***This review contains spoilers*** Origin is a short film, written and directed by Danny Stack, which won Best Horror at the London Independent Film Festival in 2012.
Lee Ross and Katy Carmichael play the parents of a young man, Freddy (Jack Blumenau), whose life is upturned when their son is bitten by a mysterious creature in the local woodland. Such a logline will leave many with the impression that this will be a supernatural horror film, and the mise-en-scène would seem to support this impression. The atmospheric, eerily shot woodland, punctuated with a scream that open this short, bolt you solidly into the world. "Were you in the woods again?" Claire asks her son as he stumbles into the kitchen. "He's been bitten," his father observes. Through these tense, nervous observations, Stack opens his film.
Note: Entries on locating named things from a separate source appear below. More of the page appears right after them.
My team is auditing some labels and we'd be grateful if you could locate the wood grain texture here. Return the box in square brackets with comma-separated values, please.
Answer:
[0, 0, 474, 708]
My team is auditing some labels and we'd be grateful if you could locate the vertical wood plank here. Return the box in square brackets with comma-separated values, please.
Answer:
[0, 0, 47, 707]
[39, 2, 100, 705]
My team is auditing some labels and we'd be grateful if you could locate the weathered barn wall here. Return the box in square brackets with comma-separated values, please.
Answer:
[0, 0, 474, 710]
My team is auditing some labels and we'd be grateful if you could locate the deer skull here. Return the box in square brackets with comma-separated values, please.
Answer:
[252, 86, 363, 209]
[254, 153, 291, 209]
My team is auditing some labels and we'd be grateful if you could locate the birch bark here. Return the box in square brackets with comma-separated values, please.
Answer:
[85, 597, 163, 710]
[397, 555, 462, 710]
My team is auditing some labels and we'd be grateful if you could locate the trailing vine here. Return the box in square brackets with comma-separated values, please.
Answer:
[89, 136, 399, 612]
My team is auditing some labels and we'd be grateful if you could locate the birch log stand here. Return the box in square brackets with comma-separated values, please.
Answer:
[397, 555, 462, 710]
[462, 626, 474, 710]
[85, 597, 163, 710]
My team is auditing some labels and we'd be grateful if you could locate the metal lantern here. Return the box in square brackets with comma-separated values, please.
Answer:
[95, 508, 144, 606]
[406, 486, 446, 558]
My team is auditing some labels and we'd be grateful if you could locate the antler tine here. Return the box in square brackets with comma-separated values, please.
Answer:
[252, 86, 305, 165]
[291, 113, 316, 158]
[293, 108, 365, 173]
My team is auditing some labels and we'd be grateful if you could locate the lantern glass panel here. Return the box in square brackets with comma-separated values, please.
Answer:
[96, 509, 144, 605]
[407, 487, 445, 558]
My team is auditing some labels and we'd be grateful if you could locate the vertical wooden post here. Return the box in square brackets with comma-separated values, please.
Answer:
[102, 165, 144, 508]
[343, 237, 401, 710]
What follows, however, is not a movie that foregrounds the supernatural. As their son's illness, contracted through the bite, worsens and his skin becomes mottled and scaly, the couple find their relationship disintegrating further than it already has. The two leads, both well-established TV actors in the UK, portray the fractured relationship between Claire and Jimmy with gritty realism. You might not like either of them, or how they act, but they are human and well-realised on screen. Their isolation from one another also heightens the disconnect they feel as Freddy's condition worsens, but it is also the force majeure that will bring them back together.
Danny Stack's film also highlights another interesting disconnect: between the participants in the drama and the viewer. With its ominous score, and creepy woodland shots, and other similar horror iconography (Freddy in the shadows, hood up, watching as his mother smokes post-coitally), the audience is primed for horror. The characters world is, however, distinctly humdrum. The bite Freddy has suffered is from a neighbour's dog. His father is more interested in having his tea than taking his son straight to the hospital (we might know how bad the bite really is, but they do not, which might lead one to think Freddy's parents uncaring). The Doctor, played by Peter Landi, thinks it might be an adverse reaction to the tetanus shot. Everybody, perhaps even Freddy, remain convinced that the origin of this 'disease' is human and react accordingly. It is the viewer that is a step ahead, awaiting the cataclysm that is going to fall, for the monster that Freddy will become to arise.
By foregrounding the human drama in this way, Danny Stack is able to make the horror more vital. Shock jumps, the staple of horror film, work only if you care for the characters. By the end of these disturbing fifteen minutes you have become involved in the lives of this family, you have been moved by the father's speech about his son's birth, have seen that this couple, whatever their problems, do have love for one another. The cumulative effect of this is to make the end all the more brutal.
Danny Stack has admitted that Origin is the basis for a feature film he hopes to make, and it is true that this short has the feel of a pilot, or the first act of something larger, but it does not negate the power or impact that this award-winning short has. As a calling card, this is fine film-making.